By ROSALYN ROY
PORT AUX BASQUES – Town Council is hoping to avoid a fine for developing the Grand Bay West Trail, and Matador Mining asking council for some minor planning permission as the company prepares to make its return to the area.
These matters were among the discussion during the most recent virtual council meeting, which was held last Tuesday evening, Mar. 10. All councillors were in attendance at the Fire Hall, while a few members of the public attended via video conference.
Mayor John Spencer opened the meeting with a proclamation recognizing March 26 as Epilepsy Awareness Day. Also known as Purple Day, people are encouraged to wear purple to raise awareness of those with epilepsy.
Sunwing has announced that it will operate flights to provincial airports in St. John’s, Gander and Stephenville this summer. Flights will depart daily between Toronto and Stephenville on Wednesdays, starting June 9 until Sept. 1.
“I encourage people on the Southwest corner to look into that,” said Spencer.
A letter from Matador Mining requesting permission to place two shipping containers near their rental offices at the old Stan Dawe’s building on Water Street West has been approved. Council has the ability to grant discretionary permission without necessitating a permit or public advertising. The containers will be used as testing labs. The Australian-based company continues to explore its Cape Ray gold shield and prefers to test outside in the containers rather than inside the building.
“We’ve got to let these new companies know that we’re willing to work with them,” said Coun. Jim Lane.
Grand Bay West Trail
A letter from Crown Lands notified Council that the renewal application showed the trail approved under the license is dramatically different than what is actually in place. Crown Lands requires an amendment to the license to cover the development that has taken place, along with an amendment application fee of $172.50. The letter also stated that the Town would incur an occupancy fine of $1,000.
From the last time it was renewed until now, the section between the farm and Taverner Drive was not included in the provincial inventory of trail systems, explained Town Manager Leon MacIsaac.
“Because it’s not there it’s considered illegal to occupy, so we have to re-apply to get permission to have that trail in place.”
“So we have to pay that $1,000 because we expanded the plan,” said Spencer. “There’s no way we can pay that $1,000.”
Council will reach out to see if there’s anything that can be done to have the fine removed, particularly as the trail has been in place for so many years already. It may have even received funding for development in the first place, though records will have to be checked to confirm that.
“They signed on the bottom line but they didn’t realize we didn’t have the land,” observed Spencer. “We’ll just look into that.”
Coun. Lane spoke told Council that recently he took his grandsons to the bus shelter near Smallwood Drive only to find it completely filled with snow. Children were playing in the area and that almost caused an accident.
“One little kid must have gone up around, and when he came down the bus driver slammed on his brakes,” said Lane. “I tell you it was a scary thing.”

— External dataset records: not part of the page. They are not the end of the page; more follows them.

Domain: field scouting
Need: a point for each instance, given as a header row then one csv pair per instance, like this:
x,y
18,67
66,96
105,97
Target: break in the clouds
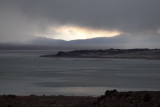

Lane asked Council if there was any plan for clearing the shelters after a significant snowfall.
“We clear the bus shelters once we get the main roads and the fire hydrants open,” replied MacIsaac.
Lane observed that three days after a storm, many of the hydrants still remain buried, which presents a problem should the fire department have to respond to an emergency.
Part of problem with snow clearing seems to stem from the fact that equipment operators must travel a bit further to dump snow, since sites they used in the past are no longer available.
“We can’t dump on private property. We’ve had a number of complaints over the years,” offered MacIsaac.
Because homeowners have asked the town not to dump snow on their property anymore, that means the snow has to be hauled further away and this tends to slow the removal process.
“Then main sites get more cumbersome for storing snow,” MacIsaac pointed out. “We’ve been fortunate this year that we haven’t had a lot of snow, but the snow we’ve gotten the past week has been quite a large amount in a very short period of time.”
Higher density sites need to have the snow removed from the streets, the sidewalks and the large banks cleared back to reach the hydrants and bus shelters, noted MacIsaac. The recent series of back to back storms also meant that some areas were unable to be cleared in between, which only made the problem worse. In addition, during heavy storms it can be more difficult for operators to judge. They must be quite careful where they are piling large quantities and not dump snow past the marker poles lest they drive the loader overboard. Then an excavator has to be brought in to push the snow out further to make room for more.
Coun. Lane also observed that during the last storm, a vehicle that had been parked on the street during clearing, contrary to winter parking rules. However it did not get towed away.
“That car was on the road for three days. The plow had to go around,” said Lane, who observed that a motorist swerving to avoid it actually struck the mirror on another truck.
Town Clerk Julia Ingram explained that the RCMP must ticket it and have it towed away, because if Town calls it in, they are liable for the towing fees, where if the RCMP initiates the vehicle’s removal, then the owner must pay the fine and the towing charge.